The disaster in Memphis prompted me to think about my race strategy in Columbus. I devised a run/walk plan, bought a long-sleeved cotton cycling jersey with pockets in the back to carry whatever I needed, and purchased a railroad engineer’s hat that I was convinced would amuse and inspire those around me.
The race started well. I was moving at a comfortable pace. The miles were adding up, and with each mile I became more and more confident that I would finish.
The last 3 miles were a struggle, but nothing I couldn’t handle. After nearly five hours of running and walking around the city of Columbus, I saw the finish line. I looked behind me and saw one person. My greatest effort on my greatest day and I was second-to-last to finish.
I crossed that line, exhausted but satisfied. I’d done it. I’d completed a marathon. As I stood there in the finish area I heard, in the distance, the faint sound of a child crying. The longer I stood there, the closer it seemed to be.
It wasn’t the sound of a child crying from being hurt or afraid. It was more the gentle crying of a child who is sad. As I looked around to see where the child was, a volunteer grabbed my arm and asked if I was all right.
There was no child. I was the one who was crying.
I cried for the child in me who had wanted to be an athlete but had failed so many times before. I cried for the young boy who hadn’t made the Little League team. I cried for the junior high boy who had missed the basketball shot.
I cried for the young man who had broken so many promises to himself and to others. I had disappointed employers, my family, my friends. I couldn’t change any of that, but I cried because with that final step, I had erased a lifetime of disappointment in myself.
Running is a wonderful sport.
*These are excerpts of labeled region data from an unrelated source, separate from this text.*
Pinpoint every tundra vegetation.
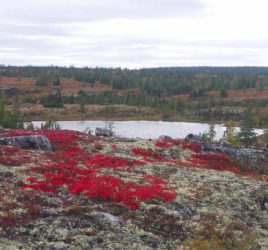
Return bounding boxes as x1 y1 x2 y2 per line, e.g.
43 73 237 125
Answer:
0 129 268 249
0 65 268 128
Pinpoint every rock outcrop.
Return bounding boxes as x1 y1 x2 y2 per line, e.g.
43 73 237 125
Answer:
0 135 52 151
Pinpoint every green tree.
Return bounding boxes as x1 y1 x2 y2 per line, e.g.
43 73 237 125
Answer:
208 123 216 142
0 92 23 128
237 109 257 147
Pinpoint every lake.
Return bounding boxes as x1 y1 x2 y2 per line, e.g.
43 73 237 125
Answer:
30 121 263 139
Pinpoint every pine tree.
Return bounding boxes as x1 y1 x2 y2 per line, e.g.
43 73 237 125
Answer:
238 109 257 147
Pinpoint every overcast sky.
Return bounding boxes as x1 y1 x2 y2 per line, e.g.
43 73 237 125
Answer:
0 0 268 68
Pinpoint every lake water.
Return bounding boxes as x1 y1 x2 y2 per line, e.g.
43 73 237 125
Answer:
30 121 263 139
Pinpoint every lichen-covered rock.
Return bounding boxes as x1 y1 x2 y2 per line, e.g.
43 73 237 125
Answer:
0 131 268 250
0 135 52 151
203 144 268 174
95 128 113 137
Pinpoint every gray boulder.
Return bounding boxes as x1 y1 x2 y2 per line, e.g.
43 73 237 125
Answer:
95 128 113 137
0 135 52 151
0 126 5 134
158 135 172 140
185 134 204 143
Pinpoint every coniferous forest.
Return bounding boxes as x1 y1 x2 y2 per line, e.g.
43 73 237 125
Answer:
0 65 268 127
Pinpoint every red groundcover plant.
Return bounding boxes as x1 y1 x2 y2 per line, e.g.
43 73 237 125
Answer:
22 155 176 210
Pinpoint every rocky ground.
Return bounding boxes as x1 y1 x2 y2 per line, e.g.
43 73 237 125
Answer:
0 130 268 250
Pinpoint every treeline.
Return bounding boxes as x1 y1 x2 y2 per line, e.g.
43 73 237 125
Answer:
0 66 268 97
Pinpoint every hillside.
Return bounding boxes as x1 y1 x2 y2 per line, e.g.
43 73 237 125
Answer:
0 130 268 249
0 66 268 127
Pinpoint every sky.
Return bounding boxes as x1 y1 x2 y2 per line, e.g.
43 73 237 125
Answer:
0 0 268 68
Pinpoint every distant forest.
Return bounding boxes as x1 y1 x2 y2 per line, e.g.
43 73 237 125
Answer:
0 65 268 126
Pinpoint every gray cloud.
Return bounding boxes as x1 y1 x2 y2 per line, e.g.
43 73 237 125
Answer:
0 0 205 23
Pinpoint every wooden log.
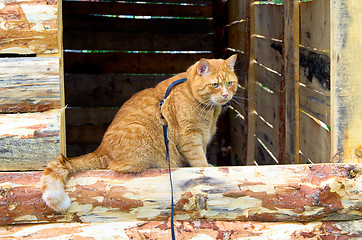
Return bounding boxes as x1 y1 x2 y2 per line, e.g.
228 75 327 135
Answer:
0 164 362 225
331 0 362 163
0 0 58 54
0 109 61 171
0 220 362 240
0 57 60 113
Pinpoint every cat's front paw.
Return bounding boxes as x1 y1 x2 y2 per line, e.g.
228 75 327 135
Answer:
43 190 71 212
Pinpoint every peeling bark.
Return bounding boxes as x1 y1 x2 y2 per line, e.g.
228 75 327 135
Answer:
0 164 362 225
0 220 362 240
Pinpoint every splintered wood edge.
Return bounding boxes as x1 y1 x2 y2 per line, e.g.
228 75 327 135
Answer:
0 164 362 225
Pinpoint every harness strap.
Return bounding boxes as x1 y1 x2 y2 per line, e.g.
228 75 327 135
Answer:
159 78 187 240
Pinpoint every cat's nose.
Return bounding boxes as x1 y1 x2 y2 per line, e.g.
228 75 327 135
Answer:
221 93 229 98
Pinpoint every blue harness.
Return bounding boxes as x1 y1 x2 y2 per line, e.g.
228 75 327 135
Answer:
158 78 187 240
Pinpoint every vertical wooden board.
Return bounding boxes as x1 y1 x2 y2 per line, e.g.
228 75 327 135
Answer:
255 138 278 165
279 0 300 164
299 47 331 95
331 0 362 163
225 22 246 53
300 0 330 51
227 0 248 24
230 111 246 166
255 85 280 129
299 86 331 126
255 4 283 40
253 37 282 73
300 112 331 163
256 117 279 160
0 0 58 54
0 109 61 171
255 64 281 93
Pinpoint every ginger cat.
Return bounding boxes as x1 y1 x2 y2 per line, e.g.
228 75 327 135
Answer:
41 55 238 212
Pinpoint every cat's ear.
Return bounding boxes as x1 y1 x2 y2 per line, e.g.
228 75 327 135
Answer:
197 59 210 76
225 54 238 71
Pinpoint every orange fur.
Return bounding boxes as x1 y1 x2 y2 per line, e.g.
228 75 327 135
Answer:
41 55 238 211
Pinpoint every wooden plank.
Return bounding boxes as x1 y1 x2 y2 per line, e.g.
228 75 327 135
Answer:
255 64 281 94
0 57 60 113
65 107 119 124
299 86 331 126
300 112 331 163
0 220 362 240
0 109 61 171
225 22 246 53
63 14 214 33
300 0 330 50
64 52 213 74
64 30 215 51
253 37 282 73
63 1 213 18
278 0 299 164
0 164 362 225
245 0 258 165
255 117 279 160
226 0 247 24
65 73 168 107
299 47 331 95
255 137 278 165
255 85 280 129
0 0 58 54
331 0 362 162
66 123 109 145
229 106 246 166
255 4 283 40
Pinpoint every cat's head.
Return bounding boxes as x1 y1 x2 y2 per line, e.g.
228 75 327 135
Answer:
187 54 238 106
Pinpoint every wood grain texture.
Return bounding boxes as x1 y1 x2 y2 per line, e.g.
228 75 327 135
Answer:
0 57 60 113
331 0 362 163
300 0 330 51
255 4 283 40
0 109 61 171
0 0 58 54
0 164 362 225
0 220 362 240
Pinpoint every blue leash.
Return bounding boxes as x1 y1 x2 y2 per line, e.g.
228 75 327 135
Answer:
158 78 187 240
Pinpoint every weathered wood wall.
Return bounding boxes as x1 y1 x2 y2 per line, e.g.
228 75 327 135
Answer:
225 0 331 164
0 0 61 171
63 0 217 156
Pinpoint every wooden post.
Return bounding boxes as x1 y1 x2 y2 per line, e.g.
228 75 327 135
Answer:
246 0 256 165
279 0 300 164
57 0 67 156
331 0 362 163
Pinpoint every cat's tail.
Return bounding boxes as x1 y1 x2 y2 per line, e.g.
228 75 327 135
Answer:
40 152 108 212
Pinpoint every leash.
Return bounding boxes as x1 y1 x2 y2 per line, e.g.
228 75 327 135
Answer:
158 78 187 240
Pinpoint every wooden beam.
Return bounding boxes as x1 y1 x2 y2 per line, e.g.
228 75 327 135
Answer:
0 220 362 240
245 0 256 165
279 0 300 164
0 0 58 54
331 0 362 163
0 164 362 225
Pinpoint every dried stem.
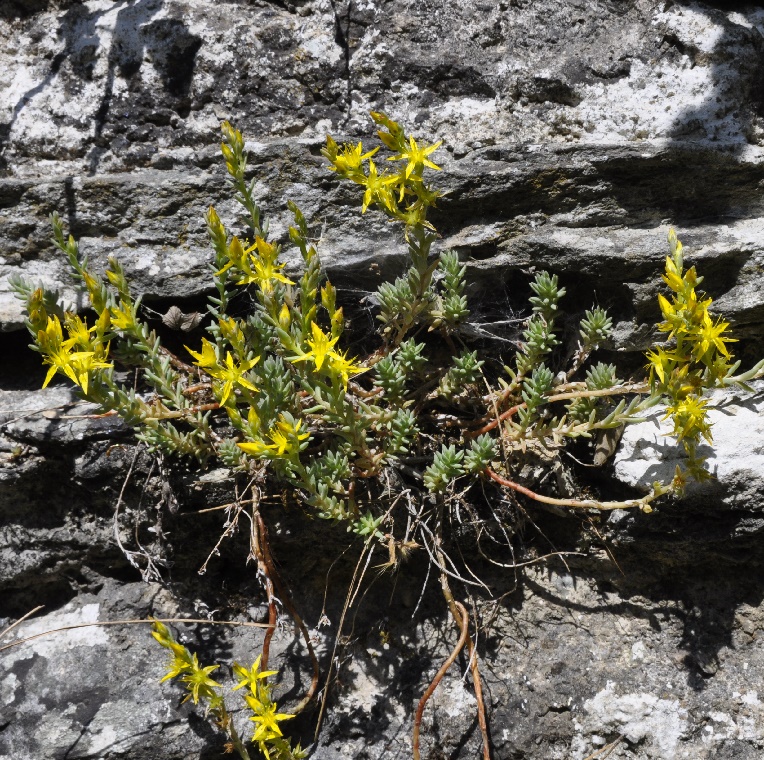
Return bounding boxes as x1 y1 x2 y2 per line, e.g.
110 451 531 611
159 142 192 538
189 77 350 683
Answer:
256 513 319 715
485 467 671 511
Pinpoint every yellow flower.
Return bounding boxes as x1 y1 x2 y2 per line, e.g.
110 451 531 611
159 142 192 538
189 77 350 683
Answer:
37 316 112 395
180 654 221 704
290 322 339 370
361 160 398 213
664 395 712 443
329 351 369 390
236 413 310 458
185 338 218 370
233 654 278 691
186 338 260 406
330 142 379 177
646 348 679 383
387 136 443 179
245 695 294 744
212 351 260 406
109 307 135 330
692 311 736 359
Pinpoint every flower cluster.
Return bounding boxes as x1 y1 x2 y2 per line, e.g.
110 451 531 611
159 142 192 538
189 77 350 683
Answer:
151 620 307 760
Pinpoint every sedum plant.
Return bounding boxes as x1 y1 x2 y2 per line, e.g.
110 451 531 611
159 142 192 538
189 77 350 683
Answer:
14 112 764 758
151 620 307 760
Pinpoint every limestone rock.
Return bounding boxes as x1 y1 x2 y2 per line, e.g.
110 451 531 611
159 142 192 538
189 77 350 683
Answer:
0 0 764 760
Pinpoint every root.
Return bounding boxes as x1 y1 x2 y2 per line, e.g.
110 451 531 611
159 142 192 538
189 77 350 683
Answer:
413 602 469 760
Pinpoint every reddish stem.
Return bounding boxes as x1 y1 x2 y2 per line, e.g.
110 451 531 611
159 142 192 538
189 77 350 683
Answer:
413 602 469 760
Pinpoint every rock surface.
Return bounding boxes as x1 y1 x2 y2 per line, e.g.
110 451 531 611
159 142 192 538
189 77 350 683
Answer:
0 0 764 760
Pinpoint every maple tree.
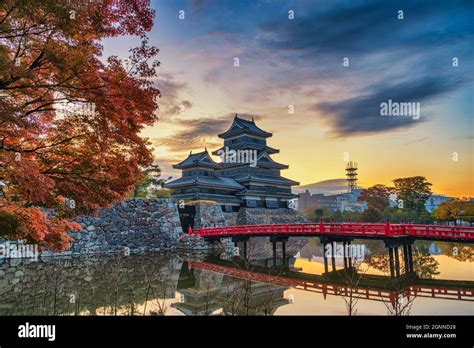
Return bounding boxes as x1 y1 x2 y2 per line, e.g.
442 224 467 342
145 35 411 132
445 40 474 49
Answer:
0 0 160 250
358 184 392 212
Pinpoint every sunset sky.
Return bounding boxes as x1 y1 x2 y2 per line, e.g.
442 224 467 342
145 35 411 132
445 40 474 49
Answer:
104 0 474 196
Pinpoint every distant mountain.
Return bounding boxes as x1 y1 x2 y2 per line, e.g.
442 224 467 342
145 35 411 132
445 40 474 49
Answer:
293 179 347 195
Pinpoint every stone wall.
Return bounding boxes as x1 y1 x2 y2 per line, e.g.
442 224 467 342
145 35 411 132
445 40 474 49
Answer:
0 253 182 315
223 212 239 226
237 208 307 225
42 199 183 256
194 202 226 228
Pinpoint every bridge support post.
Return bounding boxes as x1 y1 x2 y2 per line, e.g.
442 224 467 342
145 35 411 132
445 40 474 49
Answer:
407 243 413 272
403 243 410 273
281 241 286 265
347 240 352 268
272 241 276 267
331 242 336 271
393 246 400 277
323 243 329 273
342 241 348 268
388 247 395 278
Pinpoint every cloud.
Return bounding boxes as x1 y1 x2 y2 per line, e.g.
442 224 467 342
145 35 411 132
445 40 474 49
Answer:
313 76 462 136
153 113 259 152
155 74 193 119
259 1 474 56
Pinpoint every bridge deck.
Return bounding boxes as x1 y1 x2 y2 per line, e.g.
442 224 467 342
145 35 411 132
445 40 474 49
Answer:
190 259 474 302
188 222 474 242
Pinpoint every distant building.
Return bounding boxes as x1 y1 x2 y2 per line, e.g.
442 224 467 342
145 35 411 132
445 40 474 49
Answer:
425 195 453 214
298 188 367 212
165 115 299 211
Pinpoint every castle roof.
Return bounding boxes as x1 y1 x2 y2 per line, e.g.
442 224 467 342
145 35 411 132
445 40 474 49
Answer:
165 176 244 190
173 149 219 169
219 115 272 139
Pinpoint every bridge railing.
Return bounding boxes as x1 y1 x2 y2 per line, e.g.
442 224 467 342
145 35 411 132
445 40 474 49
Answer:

Unlike nearly every other athletic endeavor, it brings every ability level—fast or slow, seasoned or novice—together to share in a common goal: to stand on the starting line and test our strength, our courage, and our spirit.
It may be true that the glamour of the sport belongs to runners at the front of the pack, but the glory belongs to any one of us, regardless of whether we’ve stood atop an Olympic podium. If we face the obstacles, overcome our fears, and push our limitations, we can emerge victorious. And then, like Frank Shorter, we too can have our gold-medal moment.
Sometimes I think I should put my medals in a place of greater distinction. I think I should have them displayed where others can see them. But then I remember why I wanted those medals in the first place. I wanted them not to show to anyone else but as reminders to me of my own journey, not only as a runner but as a person.
And I prize them, like my son’s rotini wreath, not for what they are but for what they mean to me.